Who is Right for Assisted Living?

Every day we hear from families and seniors about their own circumstances and provide guidance on whether an assisted living community is the right answer for them. The most common question we hear is framed in a couple of ways: How do I know when my loved one is ready for assisted living? At what point does an older person want to, or have to, consider moving from their home to a senior community?

Here is a profile of a “typical” assisted living resident to help you assess whether you or a loved one could benefit from a more supportive living arrangement.
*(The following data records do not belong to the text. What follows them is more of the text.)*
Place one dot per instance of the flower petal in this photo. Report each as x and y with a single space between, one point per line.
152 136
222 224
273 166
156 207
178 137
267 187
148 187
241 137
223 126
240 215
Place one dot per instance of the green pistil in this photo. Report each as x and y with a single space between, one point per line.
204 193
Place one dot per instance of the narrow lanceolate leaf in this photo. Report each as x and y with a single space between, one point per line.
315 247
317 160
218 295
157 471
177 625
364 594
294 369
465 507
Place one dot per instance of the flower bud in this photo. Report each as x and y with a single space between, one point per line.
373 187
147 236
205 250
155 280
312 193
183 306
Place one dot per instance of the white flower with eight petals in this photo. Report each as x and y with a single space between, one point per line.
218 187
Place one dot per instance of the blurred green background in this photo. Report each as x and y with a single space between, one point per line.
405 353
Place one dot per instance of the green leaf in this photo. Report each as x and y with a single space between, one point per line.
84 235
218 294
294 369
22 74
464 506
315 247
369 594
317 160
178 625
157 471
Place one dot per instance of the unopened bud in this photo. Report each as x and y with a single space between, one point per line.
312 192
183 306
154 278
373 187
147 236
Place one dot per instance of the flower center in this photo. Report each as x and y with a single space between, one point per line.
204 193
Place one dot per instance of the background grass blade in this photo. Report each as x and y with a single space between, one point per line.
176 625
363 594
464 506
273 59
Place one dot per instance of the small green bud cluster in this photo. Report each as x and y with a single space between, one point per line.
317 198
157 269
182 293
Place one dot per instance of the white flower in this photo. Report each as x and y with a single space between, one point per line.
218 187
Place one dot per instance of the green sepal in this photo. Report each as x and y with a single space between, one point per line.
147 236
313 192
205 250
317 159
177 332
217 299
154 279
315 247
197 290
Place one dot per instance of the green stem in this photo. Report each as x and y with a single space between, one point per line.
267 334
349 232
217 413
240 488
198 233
The Assisted Living Resident Profile:

  • Seniors who are frail but not sick. They don’t need the intensive round-the-clock nursing care that a nursing home or rehabilitation center provides. (Different states have different regulations. For example, assisted living communities in New Hampshire CAN provide a limited range of skilled nursing services such as giving insulin shots, taking blood pressure and changing bandages after a hospital stay. Alternatively other states, including Massachusetts, do not allow assisted living communities to perform any nursing care of this kind.)
  • Seniors who do need some help with basic daily living activities such as housecleaning, meals, dressing and showering, and medication reminders. Geriatric experts estimate that nearly one third of people age 85 and older need some assistance with these types of activities. (They are referred to in the ready-for-assisted-livingassisted living industry as ADLs – “Activities of Daily Living”)
  • Seniors who do not want to rely on family or neighbors for assistance with food shopping and cooking, transportation, or daily care needs. And, their adult children want peace of mind knowing their Mom or Dad is safe living in a community with 24-hour awake staff.
  • Seniors who have early memory loss and are finding it difficult to manage everything alone at home. They don’t have Alzheimer’s, but they may have a diagnosis of “Mild Cognitive Impairment” or simply undiagnosed “forgetfulness”. Industry professionals estimate that up to 70% of seniors living in assisted living communities have some level of early memory loss.
  • Seniors who want to live independently without the worries of home maintenance, shopping and cooking on a daily basis or just do not wish to live alone any longer. They feel isolated at home and want to have more social opportunities but they don’t drive any longer or the majority of their social circle have passed or moved away.

Who is right for assisted living can also be answered by asking more questions. This checklist can give you a deeper look into your own situation. It might become readily apparent whether your Mom or Dad is ready for assisted living.

Even after you and your siblings have decided it is the right time, your Mom or Dad may not agree! It’s difficult, under the best of circumstances, to have “the talk” – here are some tips on having the “it might be time to move to assisted living conversation”.

FINALLY, assisted living isn’t the only option. There is a continuum of living option for seniors – from living alone to nursing home and options in between. Do you see a description of you or your loved one here?